I'm a Radiology Technologist, Sarah. You asked me the same questions I asked my case worker at the Va. I told them to send the images to a neuro, but they tried to tell me the radiologist knew how to read them...I know, as well as you do, that a neuro MS specialist needs to look at them. I'm working on scheduling this meeting with an MS neuro MD. My T-spine was done on a 1.5 T. I want it done on a 3T. I was just curious if the MS hug can be something else? Or, If I'm having the exact symptoms of the hug, is that exclusive to MS? Thanks for your last comment.
Know we are all just patients helping other MS patients, but that said,
I think that the MS hug comes from lesions in the same area.
Remember that spinal lesions (C and T) are difficult to read and see due to the spinal fluid and breathing, etc.
Am curious as to why your neurologist did not see the MRI images? His interpretation might have been different than the radiologist, who is not thoroughly trained in reading MRI results, just a summary.
Do you have a neurologist or did your family doctor order the MRI? A 3T or 3T MRI machine can pick up more lesions, but all of mine were found on a 1.5 machine and they were not huge. Just a final good neuro who knew how to read them (3 previous ones either didn't or didn't read them and definitely my radiologist didnt know how)

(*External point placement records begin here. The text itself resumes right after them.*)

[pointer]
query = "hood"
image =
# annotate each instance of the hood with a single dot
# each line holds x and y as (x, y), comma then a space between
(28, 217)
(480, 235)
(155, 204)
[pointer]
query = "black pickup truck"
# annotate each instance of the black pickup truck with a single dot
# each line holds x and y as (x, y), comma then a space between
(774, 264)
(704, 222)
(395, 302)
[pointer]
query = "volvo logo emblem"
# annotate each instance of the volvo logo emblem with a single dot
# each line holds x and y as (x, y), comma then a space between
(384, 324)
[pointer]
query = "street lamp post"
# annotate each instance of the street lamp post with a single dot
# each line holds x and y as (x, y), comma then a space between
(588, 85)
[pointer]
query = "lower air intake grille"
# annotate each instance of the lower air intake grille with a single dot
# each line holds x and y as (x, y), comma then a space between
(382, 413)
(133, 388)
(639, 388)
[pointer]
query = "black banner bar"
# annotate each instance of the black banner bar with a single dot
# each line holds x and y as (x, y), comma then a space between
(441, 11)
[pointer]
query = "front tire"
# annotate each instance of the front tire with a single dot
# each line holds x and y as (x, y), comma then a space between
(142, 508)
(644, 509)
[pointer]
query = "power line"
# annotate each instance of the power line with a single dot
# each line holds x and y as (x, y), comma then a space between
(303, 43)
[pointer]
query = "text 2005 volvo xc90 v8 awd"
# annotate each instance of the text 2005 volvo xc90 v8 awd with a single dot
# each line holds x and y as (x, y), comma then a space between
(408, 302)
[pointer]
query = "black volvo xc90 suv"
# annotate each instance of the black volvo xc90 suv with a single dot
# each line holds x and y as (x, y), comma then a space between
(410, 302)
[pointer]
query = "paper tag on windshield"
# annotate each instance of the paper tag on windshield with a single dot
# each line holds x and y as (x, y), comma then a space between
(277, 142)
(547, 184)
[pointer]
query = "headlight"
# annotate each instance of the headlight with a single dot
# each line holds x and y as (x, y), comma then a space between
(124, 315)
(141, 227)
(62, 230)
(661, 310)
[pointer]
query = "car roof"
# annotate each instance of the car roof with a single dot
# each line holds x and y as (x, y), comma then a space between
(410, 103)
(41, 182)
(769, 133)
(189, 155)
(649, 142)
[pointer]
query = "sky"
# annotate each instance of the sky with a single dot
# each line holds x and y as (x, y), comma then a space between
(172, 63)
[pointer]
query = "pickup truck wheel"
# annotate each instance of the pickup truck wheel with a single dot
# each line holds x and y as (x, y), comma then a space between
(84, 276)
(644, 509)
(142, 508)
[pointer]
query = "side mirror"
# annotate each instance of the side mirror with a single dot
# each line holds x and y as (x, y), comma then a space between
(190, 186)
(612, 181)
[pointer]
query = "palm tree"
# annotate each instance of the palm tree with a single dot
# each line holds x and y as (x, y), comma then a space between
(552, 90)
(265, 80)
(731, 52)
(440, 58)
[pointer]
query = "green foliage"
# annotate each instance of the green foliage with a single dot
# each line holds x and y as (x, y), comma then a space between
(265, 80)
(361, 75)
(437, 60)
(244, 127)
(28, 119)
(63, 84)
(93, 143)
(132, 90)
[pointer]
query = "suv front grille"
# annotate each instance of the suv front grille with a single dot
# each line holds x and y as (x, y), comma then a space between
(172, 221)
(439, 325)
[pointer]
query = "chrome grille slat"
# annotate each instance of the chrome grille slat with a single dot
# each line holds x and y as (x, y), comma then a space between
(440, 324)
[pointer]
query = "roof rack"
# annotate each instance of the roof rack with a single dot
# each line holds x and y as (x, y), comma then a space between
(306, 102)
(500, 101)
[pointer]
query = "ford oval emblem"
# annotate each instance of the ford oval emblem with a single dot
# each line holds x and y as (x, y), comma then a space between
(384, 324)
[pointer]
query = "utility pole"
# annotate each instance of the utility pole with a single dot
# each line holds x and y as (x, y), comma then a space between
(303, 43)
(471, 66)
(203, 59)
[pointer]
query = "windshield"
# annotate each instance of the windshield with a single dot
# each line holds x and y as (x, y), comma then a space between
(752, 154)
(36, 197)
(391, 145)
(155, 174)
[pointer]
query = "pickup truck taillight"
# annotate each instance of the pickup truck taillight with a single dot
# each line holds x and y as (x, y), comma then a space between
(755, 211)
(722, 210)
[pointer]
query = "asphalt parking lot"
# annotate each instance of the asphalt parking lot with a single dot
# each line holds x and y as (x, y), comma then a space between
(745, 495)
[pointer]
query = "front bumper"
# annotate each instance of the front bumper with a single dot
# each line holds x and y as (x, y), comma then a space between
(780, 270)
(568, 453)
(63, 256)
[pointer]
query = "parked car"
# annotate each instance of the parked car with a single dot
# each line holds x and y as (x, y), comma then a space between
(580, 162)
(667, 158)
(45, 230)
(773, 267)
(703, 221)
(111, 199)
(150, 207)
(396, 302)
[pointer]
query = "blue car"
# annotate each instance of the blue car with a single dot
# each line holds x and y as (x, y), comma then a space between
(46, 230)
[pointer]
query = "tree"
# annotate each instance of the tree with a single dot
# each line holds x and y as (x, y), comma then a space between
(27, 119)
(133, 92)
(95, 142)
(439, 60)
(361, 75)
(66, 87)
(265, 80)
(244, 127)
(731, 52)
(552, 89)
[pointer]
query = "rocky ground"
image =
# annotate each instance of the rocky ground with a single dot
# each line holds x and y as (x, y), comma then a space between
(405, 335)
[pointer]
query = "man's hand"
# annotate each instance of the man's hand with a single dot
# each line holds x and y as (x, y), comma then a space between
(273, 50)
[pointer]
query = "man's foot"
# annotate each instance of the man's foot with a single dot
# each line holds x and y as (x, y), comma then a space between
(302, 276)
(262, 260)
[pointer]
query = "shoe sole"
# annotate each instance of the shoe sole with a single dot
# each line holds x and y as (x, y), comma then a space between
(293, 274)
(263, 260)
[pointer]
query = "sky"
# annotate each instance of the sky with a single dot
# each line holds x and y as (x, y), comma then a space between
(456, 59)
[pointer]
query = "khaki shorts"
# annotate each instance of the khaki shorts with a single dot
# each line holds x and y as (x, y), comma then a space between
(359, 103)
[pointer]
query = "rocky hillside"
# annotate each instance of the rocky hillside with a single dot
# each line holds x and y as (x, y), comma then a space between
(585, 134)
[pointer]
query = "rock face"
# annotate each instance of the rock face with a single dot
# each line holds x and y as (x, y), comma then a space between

You have described how my MS hug feels. Sometimes I can hardly breathe because of it, but since I've been on medications my neuro gave me, they are not as bad, or at least I don't notice them as much.
Keep us posts, but make sure your neuro sees the actual images! You need to keep a copy for yourself, get a CD and a copy of the radiologist report and start a file of your own.
Welcome to our little corner! Have you been Dx yet? or waiting?